Mick soon finds out that he has been requested to work on the case of the son of a rich real estate tycoon. The son Louis Roulet, played by Ryan Phillippe, is going to trial for assault on a girl he met at a club. Of course he claims he didn’t do it. What happens then is that Mick actually begins to believe his case even though the evidence and to a lesser extent his private investigator played by William H. Macy very much so begs to differ. See as we soon find out, Mick while being a bit of a dirty attorney still has a proper sense of justice. He fears nothing more than not letting an innocent man go. So as Roulet’s story starts to make some sense Mick feels more and more compelled to make sure he gets things right.

The problem is that he ends up doing his job a bit too well and uncovers some things that his client would not like people to know.

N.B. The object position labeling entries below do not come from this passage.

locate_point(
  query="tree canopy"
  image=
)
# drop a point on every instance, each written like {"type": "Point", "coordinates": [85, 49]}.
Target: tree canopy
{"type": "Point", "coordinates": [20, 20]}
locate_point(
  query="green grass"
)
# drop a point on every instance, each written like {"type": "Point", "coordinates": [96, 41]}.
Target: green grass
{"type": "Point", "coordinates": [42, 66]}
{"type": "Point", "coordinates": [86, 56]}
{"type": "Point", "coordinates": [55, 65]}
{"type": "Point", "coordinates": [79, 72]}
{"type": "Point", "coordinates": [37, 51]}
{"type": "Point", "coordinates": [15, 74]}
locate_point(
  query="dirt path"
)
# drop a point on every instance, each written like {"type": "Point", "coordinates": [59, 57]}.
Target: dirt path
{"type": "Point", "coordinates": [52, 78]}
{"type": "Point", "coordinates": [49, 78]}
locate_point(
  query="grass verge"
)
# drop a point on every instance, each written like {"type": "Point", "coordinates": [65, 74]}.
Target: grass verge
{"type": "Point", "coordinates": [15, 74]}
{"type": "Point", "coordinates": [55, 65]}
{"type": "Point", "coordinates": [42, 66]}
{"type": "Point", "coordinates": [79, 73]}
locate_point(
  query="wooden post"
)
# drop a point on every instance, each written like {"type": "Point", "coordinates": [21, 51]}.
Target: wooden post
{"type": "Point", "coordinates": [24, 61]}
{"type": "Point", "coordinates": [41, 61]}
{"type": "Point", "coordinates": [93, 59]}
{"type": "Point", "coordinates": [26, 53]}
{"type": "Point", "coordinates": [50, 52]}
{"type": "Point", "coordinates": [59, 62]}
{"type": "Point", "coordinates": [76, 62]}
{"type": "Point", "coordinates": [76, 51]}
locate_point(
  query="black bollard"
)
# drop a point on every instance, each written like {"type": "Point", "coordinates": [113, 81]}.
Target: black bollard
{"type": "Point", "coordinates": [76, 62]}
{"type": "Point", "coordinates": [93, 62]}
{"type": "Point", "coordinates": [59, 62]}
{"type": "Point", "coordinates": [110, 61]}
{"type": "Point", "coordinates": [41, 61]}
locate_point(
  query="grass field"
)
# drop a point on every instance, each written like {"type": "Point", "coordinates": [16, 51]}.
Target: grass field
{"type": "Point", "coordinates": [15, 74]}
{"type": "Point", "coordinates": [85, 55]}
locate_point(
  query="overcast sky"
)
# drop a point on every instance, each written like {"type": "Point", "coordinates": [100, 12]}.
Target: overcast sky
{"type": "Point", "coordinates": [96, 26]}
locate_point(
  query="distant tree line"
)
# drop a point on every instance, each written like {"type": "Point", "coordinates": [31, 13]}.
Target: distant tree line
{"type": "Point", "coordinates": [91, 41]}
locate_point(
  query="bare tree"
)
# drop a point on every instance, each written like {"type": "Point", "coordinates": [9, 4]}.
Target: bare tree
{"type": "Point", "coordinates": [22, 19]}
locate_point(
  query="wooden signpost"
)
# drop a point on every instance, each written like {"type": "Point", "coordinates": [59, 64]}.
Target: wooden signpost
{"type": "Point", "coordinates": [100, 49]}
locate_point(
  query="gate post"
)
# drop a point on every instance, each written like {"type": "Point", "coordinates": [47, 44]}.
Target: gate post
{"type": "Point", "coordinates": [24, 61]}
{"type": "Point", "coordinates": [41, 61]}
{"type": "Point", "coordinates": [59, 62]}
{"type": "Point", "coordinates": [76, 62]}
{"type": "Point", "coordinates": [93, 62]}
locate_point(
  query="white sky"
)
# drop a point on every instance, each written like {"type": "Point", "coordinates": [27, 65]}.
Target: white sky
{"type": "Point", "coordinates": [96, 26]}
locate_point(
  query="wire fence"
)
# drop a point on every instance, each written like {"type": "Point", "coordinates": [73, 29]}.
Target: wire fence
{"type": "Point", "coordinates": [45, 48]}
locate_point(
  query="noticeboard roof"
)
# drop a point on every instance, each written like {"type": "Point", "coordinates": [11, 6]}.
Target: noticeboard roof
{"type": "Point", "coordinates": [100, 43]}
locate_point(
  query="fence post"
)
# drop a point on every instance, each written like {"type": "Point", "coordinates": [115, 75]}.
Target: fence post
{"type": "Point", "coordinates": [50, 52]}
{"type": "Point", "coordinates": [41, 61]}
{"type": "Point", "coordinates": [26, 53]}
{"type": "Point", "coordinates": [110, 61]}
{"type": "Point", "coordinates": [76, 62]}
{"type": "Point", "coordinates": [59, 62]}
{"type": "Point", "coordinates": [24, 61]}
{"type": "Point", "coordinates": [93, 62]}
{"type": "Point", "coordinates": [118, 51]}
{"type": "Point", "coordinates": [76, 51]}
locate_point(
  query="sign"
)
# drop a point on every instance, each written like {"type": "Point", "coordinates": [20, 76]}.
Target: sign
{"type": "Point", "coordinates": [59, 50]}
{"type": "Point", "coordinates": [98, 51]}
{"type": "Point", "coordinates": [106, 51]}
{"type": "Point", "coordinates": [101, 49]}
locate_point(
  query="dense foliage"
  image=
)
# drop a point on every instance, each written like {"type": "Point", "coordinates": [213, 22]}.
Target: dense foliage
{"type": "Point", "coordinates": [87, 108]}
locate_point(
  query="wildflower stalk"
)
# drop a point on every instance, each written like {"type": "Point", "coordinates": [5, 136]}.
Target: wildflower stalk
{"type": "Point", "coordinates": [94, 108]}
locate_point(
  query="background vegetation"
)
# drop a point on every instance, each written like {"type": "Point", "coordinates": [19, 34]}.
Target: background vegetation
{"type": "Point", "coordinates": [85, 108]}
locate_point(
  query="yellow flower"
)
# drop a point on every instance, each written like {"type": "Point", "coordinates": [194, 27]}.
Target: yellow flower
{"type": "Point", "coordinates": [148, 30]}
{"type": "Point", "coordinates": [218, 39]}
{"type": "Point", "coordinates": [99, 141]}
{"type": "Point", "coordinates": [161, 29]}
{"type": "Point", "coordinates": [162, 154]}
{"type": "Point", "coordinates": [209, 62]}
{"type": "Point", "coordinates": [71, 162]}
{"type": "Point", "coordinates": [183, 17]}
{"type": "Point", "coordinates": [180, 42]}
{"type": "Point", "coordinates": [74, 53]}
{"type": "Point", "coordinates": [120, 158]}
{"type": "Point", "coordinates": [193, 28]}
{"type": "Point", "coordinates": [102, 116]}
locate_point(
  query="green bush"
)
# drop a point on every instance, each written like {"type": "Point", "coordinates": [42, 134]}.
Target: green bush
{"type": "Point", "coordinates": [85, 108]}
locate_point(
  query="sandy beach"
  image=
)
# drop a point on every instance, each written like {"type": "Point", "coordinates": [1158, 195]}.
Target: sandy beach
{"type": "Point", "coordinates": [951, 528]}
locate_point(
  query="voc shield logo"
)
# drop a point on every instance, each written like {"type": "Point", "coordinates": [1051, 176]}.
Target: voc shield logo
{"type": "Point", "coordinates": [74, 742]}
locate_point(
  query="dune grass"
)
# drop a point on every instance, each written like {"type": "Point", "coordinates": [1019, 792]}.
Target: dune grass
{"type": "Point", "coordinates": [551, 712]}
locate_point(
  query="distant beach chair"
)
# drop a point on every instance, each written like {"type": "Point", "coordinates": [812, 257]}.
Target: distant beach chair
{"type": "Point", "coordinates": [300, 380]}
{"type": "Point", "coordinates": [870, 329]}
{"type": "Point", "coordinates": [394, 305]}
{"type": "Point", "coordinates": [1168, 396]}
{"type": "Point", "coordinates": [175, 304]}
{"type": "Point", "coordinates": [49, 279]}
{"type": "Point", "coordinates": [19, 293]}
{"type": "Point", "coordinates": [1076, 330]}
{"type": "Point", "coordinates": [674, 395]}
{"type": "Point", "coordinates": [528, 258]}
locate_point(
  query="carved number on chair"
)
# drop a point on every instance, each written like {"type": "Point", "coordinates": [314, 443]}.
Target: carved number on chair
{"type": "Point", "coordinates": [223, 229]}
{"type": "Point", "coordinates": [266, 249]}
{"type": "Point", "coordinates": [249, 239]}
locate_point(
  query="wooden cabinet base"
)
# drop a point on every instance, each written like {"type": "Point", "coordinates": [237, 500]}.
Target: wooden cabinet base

As it turns out though Roulet was sort of expecting him to discover this information all along, and ends up putting Mick at a serious moral dilemma as his attorney. This all plays out very interestingly in the long court room scenes towards the end of the movie. If that sounded vague it is, and for good reason, as it’s more interesting to see how things play out in this movie than for me to just tell you. You can tell a movie has a good story when people who see it aren’t interested in telling you the story and would rather have you experience it for yourself. Saying “I don’t want to ruin it for you" is a good thing because it implies that there is something to ruin.

The direction of this movie also does a nice job at complimenting the movies strengths and not getting in the way. It’s shot with a lot of shaky cam so if that really bothers you it might be best to stay away, but it helps to give this film a gritty feel that couldn’t be more appropriate. Furman does a nice job of doing just enough so as to not take away from the movies strengths (its script and its acting). The cinematography is also rather solid but again in a minimalistic way. They don’t want you to feel like you are watching a movie. Instead they want you to get caught up in the story and the world they have created in it.

There isn’t much else to say about this movie. It’s a good lawyer/crime thriller that I really wish we would see more movies like. It’s enjoyable because it knows what it is and doesn’t try to be too much. It’s not groundbreaking and won’t win awards, but it operates within its genre superbly. And perhaps most importantly, it reminds us all of why we liked Matthew McConaughey to begin with.